Geod24 updated this revision to Diff 262818.May 7 2020, 11:47 PM

Added Shell test

A shell test was added using LLVM IR.
The test has to run the generated binary, as there is currently a (likely) bug
that leads to types being printed differently before and after 'run' is issued.

The running aspect is somewhat unfortunate, as it forces the input to be compatible with the host system. I wouldn't be surprised if the test broke somewhere (in fact, I would be surprised if it didn't), because ir already hardcodes a lot of assumptions about the host system.

Given that the fix really is about how types are parsed, it should be sufficient to run something like "type lookup" on these types and verifying that. Right now I get

struct string {
    unsigned long length;
    void *ptr;
}

for type lookup string. I'm guessing that after your patch the void * will change into something else. Alternatively, you could just check for the existing formatting of "target variable utf8", but leave a note that this does not check the precise formatting of the variable, just its utf8-ness.

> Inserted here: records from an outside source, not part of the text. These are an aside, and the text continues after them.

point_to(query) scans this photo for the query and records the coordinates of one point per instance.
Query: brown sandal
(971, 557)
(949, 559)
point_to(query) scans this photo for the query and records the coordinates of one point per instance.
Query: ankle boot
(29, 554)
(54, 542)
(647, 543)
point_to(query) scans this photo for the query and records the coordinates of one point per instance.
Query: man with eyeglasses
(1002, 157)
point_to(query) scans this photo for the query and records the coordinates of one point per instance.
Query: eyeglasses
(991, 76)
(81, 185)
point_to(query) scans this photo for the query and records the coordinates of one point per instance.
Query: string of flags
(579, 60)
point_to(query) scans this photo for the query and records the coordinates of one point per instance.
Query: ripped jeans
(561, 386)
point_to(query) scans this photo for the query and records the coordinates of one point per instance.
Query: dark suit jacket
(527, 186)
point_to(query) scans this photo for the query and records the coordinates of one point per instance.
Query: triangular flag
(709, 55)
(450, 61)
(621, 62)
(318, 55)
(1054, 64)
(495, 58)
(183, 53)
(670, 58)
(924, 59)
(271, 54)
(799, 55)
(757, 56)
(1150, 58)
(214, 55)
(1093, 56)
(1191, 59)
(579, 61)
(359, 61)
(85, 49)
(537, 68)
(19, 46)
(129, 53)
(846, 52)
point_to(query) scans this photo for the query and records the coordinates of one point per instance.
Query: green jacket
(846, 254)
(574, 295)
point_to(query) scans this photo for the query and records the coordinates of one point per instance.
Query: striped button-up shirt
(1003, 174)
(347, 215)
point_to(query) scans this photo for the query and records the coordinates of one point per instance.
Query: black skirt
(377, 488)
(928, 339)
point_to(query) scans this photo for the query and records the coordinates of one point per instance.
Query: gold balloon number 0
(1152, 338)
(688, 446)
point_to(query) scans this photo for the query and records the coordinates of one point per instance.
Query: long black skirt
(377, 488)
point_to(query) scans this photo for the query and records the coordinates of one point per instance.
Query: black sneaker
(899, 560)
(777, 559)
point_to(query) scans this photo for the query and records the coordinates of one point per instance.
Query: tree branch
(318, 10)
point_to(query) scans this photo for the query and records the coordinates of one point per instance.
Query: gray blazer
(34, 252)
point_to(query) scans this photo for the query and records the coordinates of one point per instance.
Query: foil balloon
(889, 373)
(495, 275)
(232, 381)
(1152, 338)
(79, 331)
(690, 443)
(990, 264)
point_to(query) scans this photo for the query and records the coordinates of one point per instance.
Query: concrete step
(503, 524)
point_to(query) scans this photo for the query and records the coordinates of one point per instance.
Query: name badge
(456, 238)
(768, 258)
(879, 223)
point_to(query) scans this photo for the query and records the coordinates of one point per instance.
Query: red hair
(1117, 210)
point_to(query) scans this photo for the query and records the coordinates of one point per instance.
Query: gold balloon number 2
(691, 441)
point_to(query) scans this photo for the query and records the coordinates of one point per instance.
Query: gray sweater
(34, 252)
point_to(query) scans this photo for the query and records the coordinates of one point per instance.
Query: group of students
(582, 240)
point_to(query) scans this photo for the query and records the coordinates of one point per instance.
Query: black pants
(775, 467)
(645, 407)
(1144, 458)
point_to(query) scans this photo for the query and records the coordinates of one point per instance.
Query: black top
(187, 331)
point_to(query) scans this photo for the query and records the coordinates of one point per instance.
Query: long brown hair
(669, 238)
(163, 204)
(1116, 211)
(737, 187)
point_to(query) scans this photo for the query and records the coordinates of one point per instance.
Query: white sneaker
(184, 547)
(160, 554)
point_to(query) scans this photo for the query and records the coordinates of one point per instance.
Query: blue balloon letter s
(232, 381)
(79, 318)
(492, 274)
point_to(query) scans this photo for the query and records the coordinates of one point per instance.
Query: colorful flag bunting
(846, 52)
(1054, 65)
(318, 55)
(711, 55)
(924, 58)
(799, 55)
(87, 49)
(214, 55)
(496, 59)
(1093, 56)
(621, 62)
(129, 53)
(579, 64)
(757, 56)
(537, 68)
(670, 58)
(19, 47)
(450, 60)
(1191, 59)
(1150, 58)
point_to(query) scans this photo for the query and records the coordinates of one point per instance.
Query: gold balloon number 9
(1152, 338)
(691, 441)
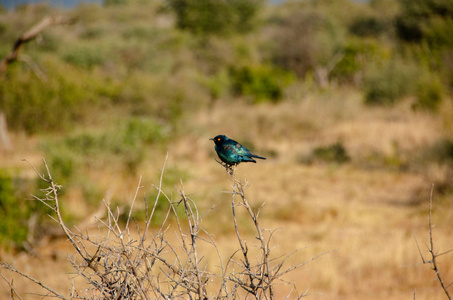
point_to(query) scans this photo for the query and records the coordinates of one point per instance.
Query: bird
(231, 152)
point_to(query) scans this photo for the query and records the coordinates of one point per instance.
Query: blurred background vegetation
(130, 75)
(350, 101)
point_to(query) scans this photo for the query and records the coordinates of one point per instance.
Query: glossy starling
(231, 152)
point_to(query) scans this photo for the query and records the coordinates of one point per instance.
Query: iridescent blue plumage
(231, 152)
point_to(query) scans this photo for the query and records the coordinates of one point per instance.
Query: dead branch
(29, 35)
(433, 254)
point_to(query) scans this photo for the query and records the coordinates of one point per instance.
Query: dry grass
(367, 214)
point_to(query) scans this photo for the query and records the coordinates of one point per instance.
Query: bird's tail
(256, 156)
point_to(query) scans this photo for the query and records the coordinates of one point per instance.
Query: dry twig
(433, 254)
(120, 263)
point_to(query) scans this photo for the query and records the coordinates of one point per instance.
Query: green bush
(332, 153)
(125, 142)
(388, 83)
(218, 17)
(261, 82)
(429, 93)
(86, 56)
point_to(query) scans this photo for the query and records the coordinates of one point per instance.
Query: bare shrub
(120, 262)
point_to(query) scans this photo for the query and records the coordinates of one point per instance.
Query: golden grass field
(366, 213)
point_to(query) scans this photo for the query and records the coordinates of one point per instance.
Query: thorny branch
(119, 263)
(433, 254)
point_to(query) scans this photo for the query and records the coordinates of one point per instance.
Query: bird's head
(218, 140)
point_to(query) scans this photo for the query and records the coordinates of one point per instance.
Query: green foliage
(115, 2)
(389, 82)
(85, 56)
(429, 93)
(262, 82)
(332, 153)
(126, 141)
(429, 20)
(306, 39)
(218, 17)
(357, 54)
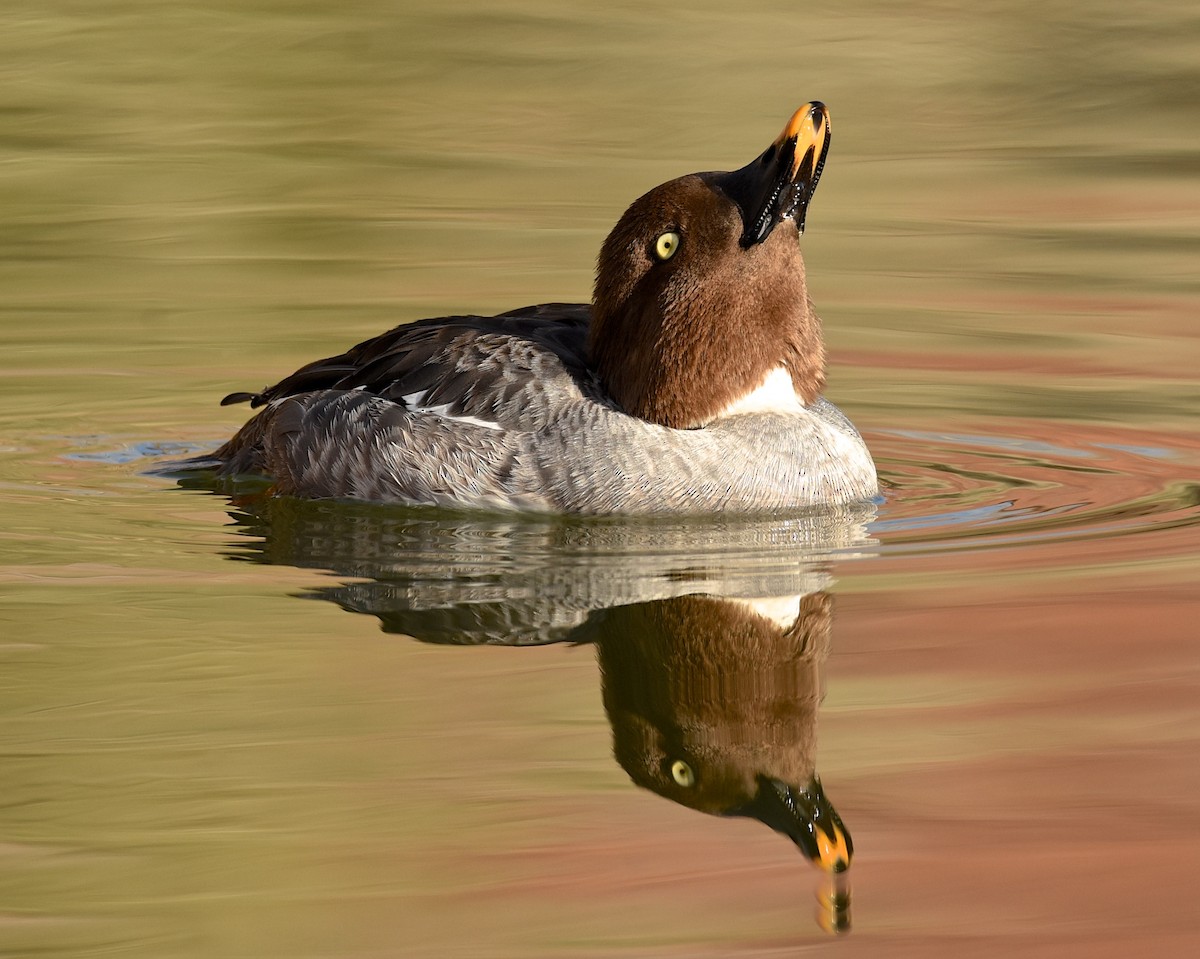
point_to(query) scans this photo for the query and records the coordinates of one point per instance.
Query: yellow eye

Then we can just update the expectation when the pretty printer bug is fixed.

Geod24 updated this revision to Diff 263401.May 12 2020, 5:10 AM

Changed the test from running to 'type lookup string'

Due to bug https://bugs.llvm.org/show_bug.cgi?id=45856 the test was originally runnable,
but a non-runnable alternative was suggested during review.

labath accepted this revision.May 12 2020, 6:21 AM

Looks great now, just a small tweak to the test case.

lldb/test/Shell/SymbolFile/DWARF/DW_TAG_basic_type_DW_ATE_UTF_nonC.ll
20

Now that we're not running the binary, you can remove the main function, and replace %clang_host with %clang --target original-ldc2-target -c. Without that, we might as well have run the binary, because if it compiles for the host, chances are it would have run correctly too...

This revision is now accepted and ready to land.May 12 2020, 6:21 AM
Geod24 updated this revision to Diff 263442.May 12 2020, 8:13 AM

Remove un-needed main & use x86_64-pc-gnu as target instead of host

Since we're not running the program anymore, we no longer need a main.
The comment, build step, and IR of the test were updated accordingly.

Geod24 updated this revision to Diff 263462.May 12 2020, 10:03 AM

Remove a trailing whitespace in TypeSystemClang.cpp

The pre-merge checks are apparently failing, and from what I can gather from the logs,
it seems to be because of a whitespace issue:

[2020-05-12T16:19:00.309Z] + clang-tidy-diff -p1 -quiet
[2020-05-12T16:19:00.309Z] + sed '/^[[:space:]]*$/d'
[2020-05-12T16:19:03.616Z] 972 warnings and 1 error generated.
[2020-05-12T16:19:03.616Z] Error while processing [...]/lldb/source/Plugins/TypeSystem/Clang/TypeSystemClang.cpp.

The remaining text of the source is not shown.